Por mucho que nos esforcemos en fingir que la idea del confinamiento nos parece una noción hasta ahora impensada y aterradora, una simple mirada al género de la distopía a nivel televisivo muestra como el aislamiento del individuo no sólo ha sido una de las constantes temáticas del siglo XXI, sino que, durante muchos años, la cultura visual de Occidente la ha normalizado como un hito deseable. De hecho, la serie yanqui que de alguna forma inició la nueva narrativa televisiva que ha explotado en la sobredosis audiovisual de HBO y Netflix, me refiero a Lost, ya especulaba con la idea de una comunidad de seres humanos que encuentra su sentido (a saber, que pasa de una existencia prototípica de clase media con sus correspondientes traumas freudianos de pacotilla a una vida rebosante de gincanas heroicas) gracias a un accidente que la deja aislada en un extraño paisaje caribeño donde el tiempo se detiene.

De una forma a menudo excesiva pero genial, la serie de J. J. Abrams revolucionaba la idea de existencia solitaria (tan bien descrita por Defoe en su inmortal Robinson Crusoe) transformándola casi en un imposible de alcanzar. De hecho, en la isla de Lost a los enemigos de la comunidad liderada por Jack Shephard se les llamaba los otros (the others), dando a entender que la alteridad por sí sola es el impedimento más importante de cara a una vida feliz. La narrativa visual ha exprimido esta trama de mil y una formas, como en la película Her (2013), en la cual Theodore Twombly (Joaquin Phoenix) vivía una relación de enamoramiento pasional prototípica de Hollywood con su asistente virtual, expresada en la voz de Sclarlett Johansson.
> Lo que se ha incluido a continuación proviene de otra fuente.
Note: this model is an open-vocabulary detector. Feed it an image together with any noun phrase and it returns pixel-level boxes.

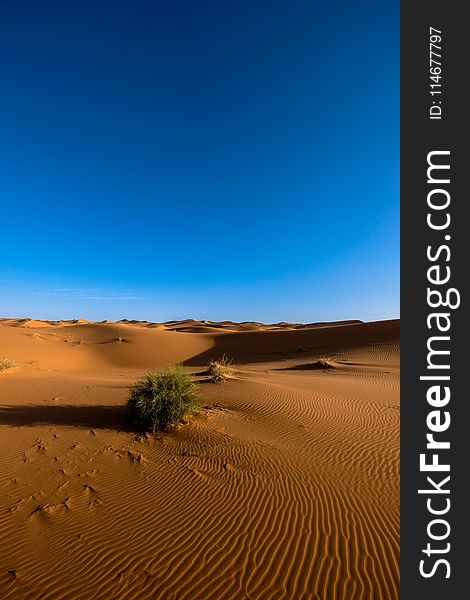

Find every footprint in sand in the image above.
[82,484,103,508]
[9,492,45,514]
[30,499,70,517]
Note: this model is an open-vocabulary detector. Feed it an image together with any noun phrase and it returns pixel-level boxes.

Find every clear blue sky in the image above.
[0,1,399,323]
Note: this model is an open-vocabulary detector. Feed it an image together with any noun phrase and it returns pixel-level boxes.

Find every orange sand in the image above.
[0,317,399,599]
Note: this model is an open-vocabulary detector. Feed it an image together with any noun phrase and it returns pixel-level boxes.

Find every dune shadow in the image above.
[276,360,336,372]
[0,404,129,430]
[183,320,400,367]
[96,337,130,344]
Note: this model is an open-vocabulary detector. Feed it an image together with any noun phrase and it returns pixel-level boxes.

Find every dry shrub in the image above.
[0,357,17,372]
[208,355,235,383]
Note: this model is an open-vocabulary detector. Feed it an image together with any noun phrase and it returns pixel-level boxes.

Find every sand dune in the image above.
[0,317,399,599]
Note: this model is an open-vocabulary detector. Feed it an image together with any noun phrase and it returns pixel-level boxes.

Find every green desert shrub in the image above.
[0,357,17,372]
[208,354,235,383]
[127,365,200,432]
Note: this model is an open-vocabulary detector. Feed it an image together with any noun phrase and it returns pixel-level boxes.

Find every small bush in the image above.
[309,359,335,370]
[0,357,17,372]
[127,365,200,432]
[208,355,235,383]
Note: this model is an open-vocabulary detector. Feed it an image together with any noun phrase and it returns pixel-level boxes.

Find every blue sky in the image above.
[0,1,399,322]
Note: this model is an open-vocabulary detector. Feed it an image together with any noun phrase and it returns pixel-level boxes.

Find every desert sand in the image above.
[0,317,399,599]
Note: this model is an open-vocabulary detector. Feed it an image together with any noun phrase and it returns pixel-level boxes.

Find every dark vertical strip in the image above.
[401,2,467,598]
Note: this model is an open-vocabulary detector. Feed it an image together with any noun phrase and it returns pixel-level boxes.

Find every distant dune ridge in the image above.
[0,317,399,599]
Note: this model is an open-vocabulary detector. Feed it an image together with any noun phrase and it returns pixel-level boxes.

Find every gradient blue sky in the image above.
[0,0,399,323]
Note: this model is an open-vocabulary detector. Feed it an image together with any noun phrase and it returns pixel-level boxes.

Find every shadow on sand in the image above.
[182,320,400,367]
[275,360,336,371]
[0,404,129,430]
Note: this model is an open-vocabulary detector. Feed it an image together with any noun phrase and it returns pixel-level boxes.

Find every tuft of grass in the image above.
[208,355,235,383]
[0,357,17,372]
[310,359,335,370]
[127,365,200,432]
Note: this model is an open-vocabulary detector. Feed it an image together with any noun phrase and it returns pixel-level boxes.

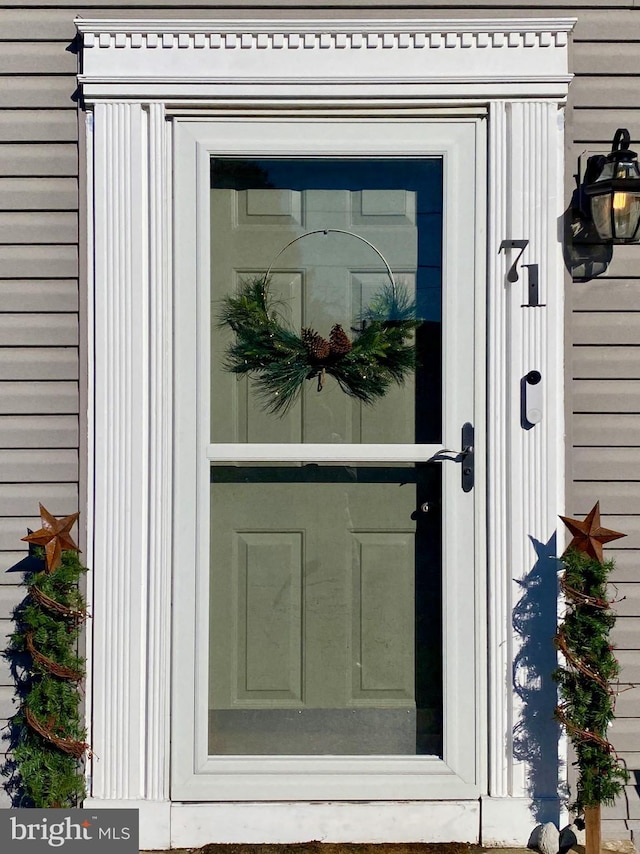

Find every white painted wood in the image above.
[81,13,571,845]
[83,799,170,851]
[487,100,565,803]
[209,443,452,462]
[173,117,482,802]
[77,18,575,103]
[169,801,480,848]
[89,100,172,805]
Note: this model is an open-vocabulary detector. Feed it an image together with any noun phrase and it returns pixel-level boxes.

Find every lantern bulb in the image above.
[613,191,629,211]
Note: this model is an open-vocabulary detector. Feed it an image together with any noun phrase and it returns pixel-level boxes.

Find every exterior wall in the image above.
[0,7,80,806]
[0,0,638,842]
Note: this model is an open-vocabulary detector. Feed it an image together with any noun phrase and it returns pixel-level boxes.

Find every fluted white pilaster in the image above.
[487,100,565,804]
[89,101,172,804]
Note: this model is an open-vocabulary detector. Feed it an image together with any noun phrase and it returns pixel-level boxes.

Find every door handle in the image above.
[427,422,474,492]
[460,422,474,493]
De alguna u otra forma, el camino que se traza entre estas dos aventuras distópicas remarca el estar solo como un esfuerzo que regala sentido a una existencia humana beata.
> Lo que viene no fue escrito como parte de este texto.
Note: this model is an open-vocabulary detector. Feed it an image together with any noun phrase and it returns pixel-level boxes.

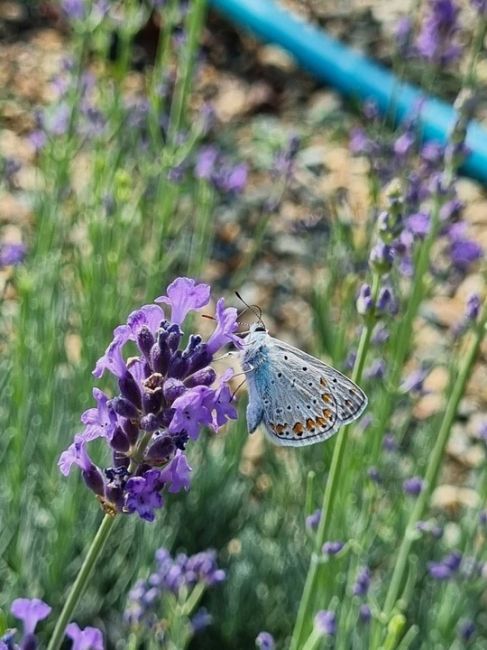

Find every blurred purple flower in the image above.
[471,0,487,15]
[61,0,86,20]
[191,608,213,633]
[401,367,429,395]
[314,610,336,636]
[394,17,414,56]
[65,622,104,650]
[195,146,218,179]
[416,0,462,65]
[306,508,321,532]
[403,476,424,496]
[458,619,476,642]
[359,604,372,623]
[394,131,415,157]
[126,547,225,630]
[356,284,374,316]
[353,567,371,596]
[407,212,430,238]
[322,541,344,555]
[383,433,397,452]
[0,243,26,267]
[465,293,481,322]
[255,632,275,650]
[365,359,386,380]
[428,562,452,580]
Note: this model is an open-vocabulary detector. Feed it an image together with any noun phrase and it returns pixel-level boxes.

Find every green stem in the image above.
[47,514,117,650]
[289,273,381,650]
[167,0,207,146]
[380,300,487,625]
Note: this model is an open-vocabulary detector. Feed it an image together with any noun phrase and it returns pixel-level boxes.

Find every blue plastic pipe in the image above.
[209,0,487,184]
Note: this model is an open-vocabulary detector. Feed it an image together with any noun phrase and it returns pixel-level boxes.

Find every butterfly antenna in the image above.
[235,291,266,327]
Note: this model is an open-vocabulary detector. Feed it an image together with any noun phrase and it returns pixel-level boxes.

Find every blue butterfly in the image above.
[241,323,368,447]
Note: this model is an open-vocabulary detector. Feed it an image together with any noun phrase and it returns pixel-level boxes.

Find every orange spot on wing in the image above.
[322,393,333,403]
[275,424,285,435]
[306,418,315,431]
[293,422,304,434]
[322,408,333,420]
[315,416,326,427]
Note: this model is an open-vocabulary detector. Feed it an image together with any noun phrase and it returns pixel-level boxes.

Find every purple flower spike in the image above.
[62,278,241,521]
[65,622,104,650]
[255,632,275,650]
[314,610,336,636]
[207,298,243,353]
[156,277,211,325]
[10,598,51,636]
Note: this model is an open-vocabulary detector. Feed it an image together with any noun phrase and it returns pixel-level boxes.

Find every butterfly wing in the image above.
[270,337,368,425]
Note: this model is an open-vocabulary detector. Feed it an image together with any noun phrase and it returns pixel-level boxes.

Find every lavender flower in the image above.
[59,278,241,521]
[356,284,374,316]
[65,623,104,650]
[305,508,321,532]
[61,0,86,20]
[255,632,275,650]
[8,598,51,650]
[353,567,371,596]
[359,604,372,623]
[458,619,476,642]
[428,551,462,579]
[126,547,225,633]
[322,541,344,555]
[403,476,424,496]
[415,0,462,65]
[314,610,336,636]
[194,146,247,195]
[0,243,26,267]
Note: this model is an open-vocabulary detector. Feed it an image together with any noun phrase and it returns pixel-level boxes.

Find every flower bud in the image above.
[119,371,142,409]
[163,378,186,403]
[137,325,154,358]
[145,434,176,463]
[110,427,130,453]
[142,387,163,415]
[82,465,105,497]
[111,396,139,419]
[369,242,393,272]
[121,417,140,444]
[167,350,189,379]
[356,284,374,316]
[188,343,212,374]
[184,367,216,388]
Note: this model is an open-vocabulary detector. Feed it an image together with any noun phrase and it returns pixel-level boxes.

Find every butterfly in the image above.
[240,322,368,447]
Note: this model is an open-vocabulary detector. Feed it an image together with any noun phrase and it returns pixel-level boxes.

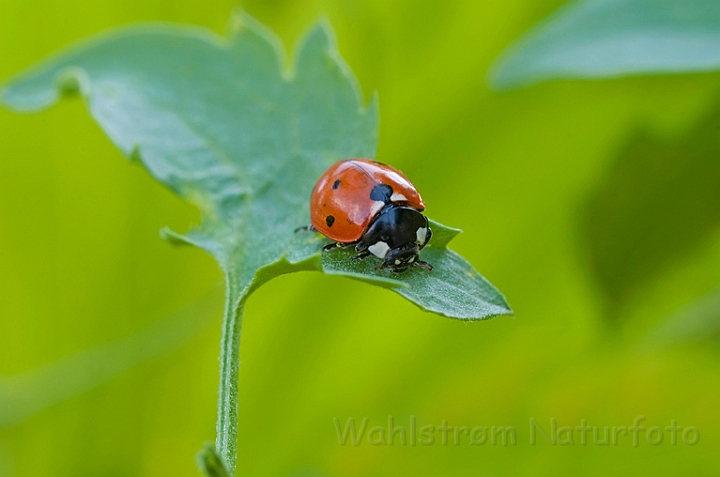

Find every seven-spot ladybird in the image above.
[303,158,432,272]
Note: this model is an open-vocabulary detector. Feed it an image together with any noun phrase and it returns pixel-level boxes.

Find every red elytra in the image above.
[310,158,425,243]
Por mucho que compremos el discurso hortera según el cual añoramos los abrazos con los abuelos y las comidas familiares, las nuevas tecnologías nos han permitido tener un contacto mucho más permanente con el entorno afectivo inmediato que el que teníamos antes de irrumpir el virus

Parece, por lo tanto, que los humanos del primer mundo nos encontramos en aquel momento de espanto tan bien descrito por Freud en el cual nuestra peor fantasía, lejos de mantenerse en el ámbito de lo simbólico, acaba haciéndose realidad. Dicho de otra manera, y aplicado al confinamiento, nos asustamos ya no de cómo nos indigna vivir una situación aislada, sino que nos aterra que la realidad se ajuste de una forma tan esmerada a nuestra fantasía. Eso se traduce, en primer término, en la actitud con la que muchos conciudadanos han hecho catarsis del confinamiento, aprovechando para recalcar como la clausura les ha permitido no sólo recuperar hábitos de consumo cultural que la vida cotidiana les negaba, sino que además les ha regalado el privilegio de volver a vivir el cariño de su familia o de su pareja como si volvieran a sumergirse por primera vez o el de descubrir microunidades de afecto como el vecindario.

Lejos de hacerse terrible, insisto, el confinamiento nos ha horrorizado muy a menudo por su nivel de confortabilidad existencial. Por mucho que compremos el discurso hortera según el cual añoramos los abrazos con los abuelos y las comidas familiares, las nuevas tecnologías nos han permitido tener un contacto mucho más permanente con el entorno afectivo inmediato que el que teníamos antes de irrumpir el virus, y muchos de nosotros ya empezamos a pensar que el infierno, en todo caso, nos lo encontraremos cuando salgamos de nuevo a la calle. ¿Queríais distopía?, parece decirnos nuestro tiempo. Pues disfrutadla, y si no os gusta... ¡pues no haberla imaginado con tanta gracia!